En la Antigüedad antes del Papa Juliano, el año empezaba en marzo y terminaba en el décimo mes o sea en diciembre. A mí parece lógico que el año empiece cuando llega la primavera, porque la primavera trae consigo el nacimiento de la vida, del verde, de la esperanza de una renovación.

Se me hace ilógico que el año empiece en invierno, porque el invierno es lo que está a punto de terminar.

Yo tengo hartas esperanzas de que el marzo por venir, se convierta en el principio de un año lleno de vida, de sueños primaverales, en lugar del invernal enero que equivaldría a  seguir  encerrados en ideas y conceptos del pasado que, en su mayoría, son como cadenas, lastres que nos atan a pensamientos y costumbres que nada tienen que ver con nuestra obligación humana de evolucionar nuestra manera de razonar. 

Aferrarse al “así es”, porque “siempre ha sido así”, nos traerá frustración y dolor, porque la primavera, al contrario del invierno, trae en su costal de vida, grandes sorpresas, como es natural. Cada cosa que nace es por naturaleza diferencia, originalidad.

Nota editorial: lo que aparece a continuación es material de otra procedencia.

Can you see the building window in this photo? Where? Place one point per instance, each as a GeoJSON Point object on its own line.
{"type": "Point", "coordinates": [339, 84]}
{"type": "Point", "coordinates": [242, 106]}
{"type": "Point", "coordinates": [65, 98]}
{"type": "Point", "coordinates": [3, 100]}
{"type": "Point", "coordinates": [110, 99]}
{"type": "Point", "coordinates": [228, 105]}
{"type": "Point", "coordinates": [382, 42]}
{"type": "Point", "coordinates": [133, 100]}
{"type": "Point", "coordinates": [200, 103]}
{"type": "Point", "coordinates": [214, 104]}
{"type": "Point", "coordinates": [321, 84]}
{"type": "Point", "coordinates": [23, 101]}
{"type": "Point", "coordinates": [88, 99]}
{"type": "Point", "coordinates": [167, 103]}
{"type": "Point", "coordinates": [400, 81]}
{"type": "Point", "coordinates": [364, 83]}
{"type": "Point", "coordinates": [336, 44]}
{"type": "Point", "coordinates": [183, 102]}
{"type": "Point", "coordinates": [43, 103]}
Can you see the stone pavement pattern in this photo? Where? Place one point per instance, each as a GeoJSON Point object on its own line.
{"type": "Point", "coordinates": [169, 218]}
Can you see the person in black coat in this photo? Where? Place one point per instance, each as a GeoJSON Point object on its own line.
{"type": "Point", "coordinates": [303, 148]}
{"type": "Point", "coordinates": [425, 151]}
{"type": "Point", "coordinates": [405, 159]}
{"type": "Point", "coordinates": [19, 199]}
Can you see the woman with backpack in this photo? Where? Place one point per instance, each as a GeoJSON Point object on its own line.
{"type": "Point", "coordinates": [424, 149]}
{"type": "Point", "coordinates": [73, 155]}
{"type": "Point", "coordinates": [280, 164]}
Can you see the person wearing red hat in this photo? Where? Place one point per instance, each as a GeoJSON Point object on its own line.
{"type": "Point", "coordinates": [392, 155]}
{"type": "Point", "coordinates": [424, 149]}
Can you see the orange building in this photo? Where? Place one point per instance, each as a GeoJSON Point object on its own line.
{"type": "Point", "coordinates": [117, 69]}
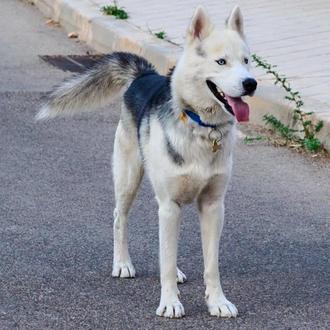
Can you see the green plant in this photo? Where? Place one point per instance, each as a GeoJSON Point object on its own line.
{"type": "Point", "coordinates": [252, 139]}
{"type": "Point", "coordinates": [114, 10]}
{"type": "Point", "coordinates": [160, 34]}
{"type": "Point", "coordinates": [307, 128]}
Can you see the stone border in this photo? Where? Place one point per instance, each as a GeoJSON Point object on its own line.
{"type": "Point", "coordinates": [106, 34]}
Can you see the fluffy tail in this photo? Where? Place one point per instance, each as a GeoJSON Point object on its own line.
{"type": "Point", "coordinates": [95, 87]}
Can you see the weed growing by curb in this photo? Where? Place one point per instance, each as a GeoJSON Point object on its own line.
{"type": "Point", "coordinates": [114, 10]}
{"type": "Point", "coordinates": [160, 34]}
{"type": "Point", "coordinates": [308, 128]}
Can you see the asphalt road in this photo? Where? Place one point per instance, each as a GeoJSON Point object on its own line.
{"type": "Point", "coordinates": [56, 202]}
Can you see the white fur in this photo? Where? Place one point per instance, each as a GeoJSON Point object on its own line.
{"type": "Point", "coordinates": [199, 179]}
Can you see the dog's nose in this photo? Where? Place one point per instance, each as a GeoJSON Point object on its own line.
{"type": "Point", "coordinates": [249, 85]}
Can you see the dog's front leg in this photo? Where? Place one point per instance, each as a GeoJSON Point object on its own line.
{"type": "Point", "coordinates": [169, 223]}
{"type": "Point", "coordinates": [211, 218]}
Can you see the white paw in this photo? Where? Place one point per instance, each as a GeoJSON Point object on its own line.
{"type": "Point", "coordinates": [123, 269]}
{"type": "Point", "coordinates": [180, 276]}
{"type": "Point", "coordinates": [171, 309]}
{"type": "Point", "coordinates": [221, 307]}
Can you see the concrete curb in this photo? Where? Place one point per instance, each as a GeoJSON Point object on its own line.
{"type": "Point", "coordinates": [106, 34]}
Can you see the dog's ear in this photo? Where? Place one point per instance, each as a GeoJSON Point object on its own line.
{"type": "Point", "coordinates": [200, 26]}
{"type": "Point", "coordinates": [235, 21]}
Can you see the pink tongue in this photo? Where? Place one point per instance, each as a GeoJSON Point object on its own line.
{"type": "Point", "coordinates": [240, 108]}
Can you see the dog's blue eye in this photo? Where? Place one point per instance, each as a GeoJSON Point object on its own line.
{"type": "Point", "coordinates": [221, 61]}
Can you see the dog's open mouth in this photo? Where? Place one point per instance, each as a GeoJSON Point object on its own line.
{"type": "Point", "coordinates": [234, 105]}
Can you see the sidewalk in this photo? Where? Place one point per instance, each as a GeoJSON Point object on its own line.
{"type": "Point", "coordinates": [293, 35]}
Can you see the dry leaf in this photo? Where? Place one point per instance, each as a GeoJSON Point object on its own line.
{"type": "Point", "coordinates": [73, 35]}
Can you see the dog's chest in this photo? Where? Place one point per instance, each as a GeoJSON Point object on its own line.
{"type": "Point", "coordinates": [187, 187]}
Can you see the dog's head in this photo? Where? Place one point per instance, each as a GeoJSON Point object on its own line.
{"type": "Point", "coordinates": [215, 65]}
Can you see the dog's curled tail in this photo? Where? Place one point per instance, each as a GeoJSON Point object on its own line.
{"type": "Point", "coordinates": [95, 87]}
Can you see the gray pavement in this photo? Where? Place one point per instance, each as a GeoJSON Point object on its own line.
{"type": "Point", "coordinates": [56, 202]}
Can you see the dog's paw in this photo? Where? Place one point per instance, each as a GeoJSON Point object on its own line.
{"type": "Point", "coordinates": [171, 309]}
{"type": "Point", "coordinates": [123, 269]}
{"type": "Point", "coordinates": [180, 276]}
{"type": "Point", "coordinates": [222, 307]}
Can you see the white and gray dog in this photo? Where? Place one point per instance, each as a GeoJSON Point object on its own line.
{"type": "Point", "coordinates": [180, 129]}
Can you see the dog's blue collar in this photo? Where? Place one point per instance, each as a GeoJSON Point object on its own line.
{"type": "Point", "coordinates": [197, 119]}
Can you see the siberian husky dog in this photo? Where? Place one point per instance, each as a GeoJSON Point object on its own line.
{"type": "Point", "coordinates": [180, 129]}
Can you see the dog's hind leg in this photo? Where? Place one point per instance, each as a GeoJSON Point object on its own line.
{"type": "Point", "coordinates": [127, 175]}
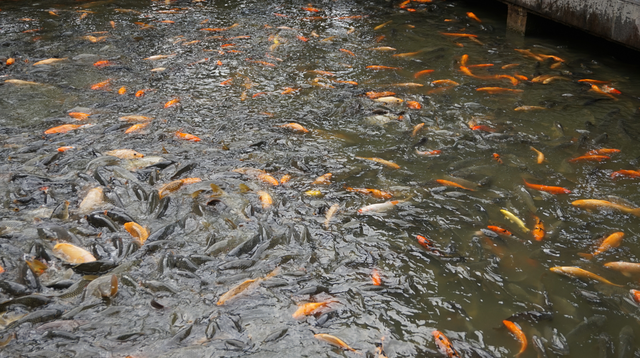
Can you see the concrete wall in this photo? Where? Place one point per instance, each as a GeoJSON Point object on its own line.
{"type": "Point", "coordinates": [616, 20]}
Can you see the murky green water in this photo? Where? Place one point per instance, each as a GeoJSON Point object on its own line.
{"type": "Point", "coordinates": [205, 239]}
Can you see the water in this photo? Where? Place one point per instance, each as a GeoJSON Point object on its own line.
{"type": "Point", "coordinates": [167, 289]}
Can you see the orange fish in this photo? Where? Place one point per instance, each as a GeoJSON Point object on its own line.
{"type": "Point", "coordinates": [457, 34]}
{"type": "Point", "coordinates": [538, 229]}
{"type": "Point", "coordinates": [347, 51]}
{"type": "Point", "coordinates": [495, 90]}
{"type": "Point", "coordinates": [101, 85]}
{"type": "Point", "coordinates": [610, 242]}
{"type": "Point", "coordinates": [474, 17]}
{"type": "Point", "coordinates": [79, 115]}
{"type": "Point", "coordinates": [295, 127]}
{"type": "Point", "coordinates": [421, 73]}
{"type": "Point", "coordinates": [374, 95]}
{"type": "Point", "coordinates": [626, 173]}
{"type": "Point", "coordinates": [413, 105]}
{"type": "Point", "coordinates": [590, 158]}
{"type": "Point", "coordinates": [63, 128]}
{"type": "Point", "coordinates": [172, 103]}
{"type": "Point", "coordinates": [603, 151]}
{"type": "Point", "coordinates": [520, 336]}
{"type": "Point", "coordinates": [378, 68]}
{"type": "Point", "coordinates": [187, 136]}
{"type": "Point", "coordinates": [376, 193]}
{"type": "Point", "coordinates": [444, 345]}
{"type": "Point", "coordinates": [549, 189]}
{"type": "Point", "coordinates": [499, 230]}
{"type": "Point", "coordinates": [452, 184]}
{"type": "Point", "coordinates": [309, 308]}
{"type": "Point", "coordinates": [375, 278]}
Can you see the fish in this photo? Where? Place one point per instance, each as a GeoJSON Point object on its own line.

Es decir, algo que sucedió hace un segundo jamás será igual a lo que suceda el segundo siguiente.  Lo que pasó ayer o la semana pasada nunca será lo mismo por mucho que se asemejen.

Así que, como dicen por ahí: “Flojitos y cooperando”, o mejor dicho “flojitos y razonando”. Pensar, palabra mágica que tan sólo la utilizamos para defendernos y sobrevivir, pero jamás para razonar en lo importante: en nosotros mismos.

Yo por mi parte, prefiero razonar sobre mí, para averiguar si sigo siendo igual de necio, igual de “mamerto” o si continúo pensando que mi palabra es la ley.  El hacer este pequeño, pero doloroso ejercicio le permite a uno descubrir si estás renaciendo o si sigues deshaciéndote por dentro porque no han evolucionado, permaneces viviendo en un invierno eterno que no te permite renacer como la primavera.

La mitad de febrero puede ser una gran oportunidad para convertirnos en una primavera prometedora, llena de una nueva vida… y de sorpresas.